Machine learning means that a computer compiles the least coherent responses from the raving herd, and then repeats them in random splice order. It reflects the insanity of the human mind at the end of civilization, but it does it with grammatical perfection and digital precision!
- Re: (Score:2)
  
  by Mr.
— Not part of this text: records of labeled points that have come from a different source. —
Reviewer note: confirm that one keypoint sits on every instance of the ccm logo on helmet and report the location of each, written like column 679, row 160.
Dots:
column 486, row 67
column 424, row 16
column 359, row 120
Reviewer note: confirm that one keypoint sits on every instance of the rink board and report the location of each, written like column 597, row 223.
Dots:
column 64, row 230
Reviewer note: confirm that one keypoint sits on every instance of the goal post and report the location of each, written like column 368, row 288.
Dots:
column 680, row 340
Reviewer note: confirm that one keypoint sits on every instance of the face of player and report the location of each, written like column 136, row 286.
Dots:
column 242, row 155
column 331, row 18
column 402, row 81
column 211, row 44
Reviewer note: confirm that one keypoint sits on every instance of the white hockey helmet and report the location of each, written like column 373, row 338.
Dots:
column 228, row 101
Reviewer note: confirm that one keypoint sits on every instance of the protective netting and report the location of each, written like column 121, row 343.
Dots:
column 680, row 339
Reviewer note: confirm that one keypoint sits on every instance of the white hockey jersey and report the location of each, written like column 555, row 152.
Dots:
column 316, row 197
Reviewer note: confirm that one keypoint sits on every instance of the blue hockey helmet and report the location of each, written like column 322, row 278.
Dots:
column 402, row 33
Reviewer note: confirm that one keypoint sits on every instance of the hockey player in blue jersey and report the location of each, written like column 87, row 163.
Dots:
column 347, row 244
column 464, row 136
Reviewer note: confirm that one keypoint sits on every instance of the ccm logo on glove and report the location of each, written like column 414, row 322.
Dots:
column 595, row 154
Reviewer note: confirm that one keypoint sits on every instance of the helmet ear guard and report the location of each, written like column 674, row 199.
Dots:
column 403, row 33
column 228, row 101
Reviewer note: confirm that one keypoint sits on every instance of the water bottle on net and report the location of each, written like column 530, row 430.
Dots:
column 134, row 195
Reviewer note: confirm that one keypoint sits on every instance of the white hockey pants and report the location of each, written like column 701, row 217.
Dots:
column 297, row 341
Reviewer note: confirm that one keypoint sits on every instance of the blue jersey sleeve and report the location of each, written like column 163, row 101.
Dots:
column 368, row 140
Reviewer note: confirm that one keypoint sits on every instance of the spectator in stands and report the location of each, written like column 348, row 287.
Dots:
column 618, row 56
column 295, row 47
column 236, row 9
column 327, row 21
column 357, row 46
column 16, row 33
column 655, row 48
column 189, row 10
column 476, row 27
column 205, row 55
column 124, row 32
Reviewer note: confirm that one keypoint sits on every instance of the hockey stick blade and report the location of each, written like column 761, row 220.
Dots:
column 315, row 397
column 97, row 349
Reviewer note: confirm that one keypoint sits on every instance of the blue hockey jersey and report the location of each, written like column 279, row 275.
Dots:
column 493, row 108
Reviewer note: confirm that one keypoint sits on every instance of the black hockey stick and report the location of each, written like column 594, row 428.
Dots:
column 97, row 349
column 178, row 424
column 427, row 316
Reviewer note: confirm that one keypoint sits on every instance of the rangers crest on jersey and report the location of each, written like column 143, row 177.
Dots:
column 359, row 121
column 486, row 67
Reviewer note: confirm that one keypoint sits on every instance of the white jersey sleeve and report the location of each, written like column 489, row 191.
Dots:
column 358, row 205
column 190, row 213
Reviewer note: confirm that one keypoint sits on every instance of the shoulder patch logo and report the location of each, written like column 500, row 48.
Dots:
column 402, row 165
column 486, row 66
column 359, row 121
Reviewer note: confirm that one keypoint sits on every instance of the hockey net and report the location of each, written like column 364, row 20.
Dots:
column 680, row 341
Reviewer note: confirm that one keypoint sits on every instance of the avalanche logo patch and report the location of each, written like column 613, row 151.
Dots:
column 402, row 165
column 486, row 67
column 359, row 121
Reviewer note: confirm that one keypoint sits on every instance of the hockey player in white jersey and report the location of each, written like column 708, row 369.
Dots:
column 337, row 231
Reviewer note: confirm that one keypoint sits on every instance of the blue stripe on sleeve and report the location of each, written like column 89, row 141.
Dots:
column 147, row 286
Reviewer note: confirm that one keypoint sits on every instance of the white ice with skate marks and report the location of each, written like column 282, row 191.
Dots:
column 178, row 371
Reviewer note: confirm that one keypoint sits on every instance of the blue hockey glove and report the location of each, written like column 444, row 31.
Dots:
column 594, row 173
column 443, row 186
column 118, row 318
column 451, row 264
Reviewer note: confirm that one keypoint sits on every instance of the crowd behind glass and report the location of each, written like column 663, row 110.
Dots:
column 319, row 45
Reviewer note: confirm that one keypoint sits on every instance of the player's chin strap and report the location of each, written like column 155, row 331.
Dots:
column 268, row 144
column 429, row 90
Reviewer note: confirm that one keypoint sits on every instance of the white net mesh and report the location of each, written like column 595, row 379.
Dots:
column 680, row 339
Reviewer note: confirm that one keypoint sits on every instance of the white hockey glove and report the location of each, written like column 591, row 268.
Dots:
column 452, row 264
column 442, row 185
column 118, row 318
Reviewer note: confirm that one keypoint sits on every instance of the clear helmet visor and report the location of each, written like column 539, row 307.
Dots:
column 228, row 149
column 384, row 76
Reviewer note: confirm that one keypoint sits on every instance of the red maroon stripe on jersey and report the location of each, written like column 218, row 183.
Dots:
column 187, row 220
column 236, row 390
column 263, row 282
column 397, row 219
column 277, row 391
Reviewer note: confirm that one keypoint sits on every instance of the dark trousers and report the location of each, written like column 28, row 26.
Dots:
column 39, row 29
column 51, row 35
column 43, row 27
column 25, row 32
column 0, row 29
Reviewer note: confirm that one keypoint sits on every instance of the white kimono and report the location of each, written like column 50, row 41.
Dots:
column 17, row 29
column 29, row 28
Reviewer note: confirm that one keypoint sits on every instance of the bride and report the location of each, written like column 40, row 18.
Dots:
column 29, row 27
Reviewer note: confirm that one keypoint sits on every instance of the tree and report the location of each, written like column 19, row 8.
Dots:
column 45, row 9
Dollar Ton ( 5495648 ) writes:
  
  Come on, that's Google wizards you're talking about, it's already optimized it to nearly log GIGO.
  - Re: (Score:2)
    
    by alternative_right ( 4678499 ) writes:
    
    They have perfected next-level bullshit!
- Re: GIGO squared (Score:2)
  
  by BAReFO0t ( 6240524 ) writes:
  
  Grammatical perfection?
  You ain't never seen no Reddit posts, have ya?
  - Re: (Score:2)
    
    by alternative_right ( 4678499 ) writes:
    
    I was told I needed to own a fedora before I could join Reddit, so I've held back. Apparently the users are all barista metrosexuals who think they are geniuses and enjoy fleshlights and pegging?
Compute magic (Score:5, Informative)

by sg_oneill ( 159032 ) writes: on Wednesday January 13, 2021 @11:56PM (#60941504)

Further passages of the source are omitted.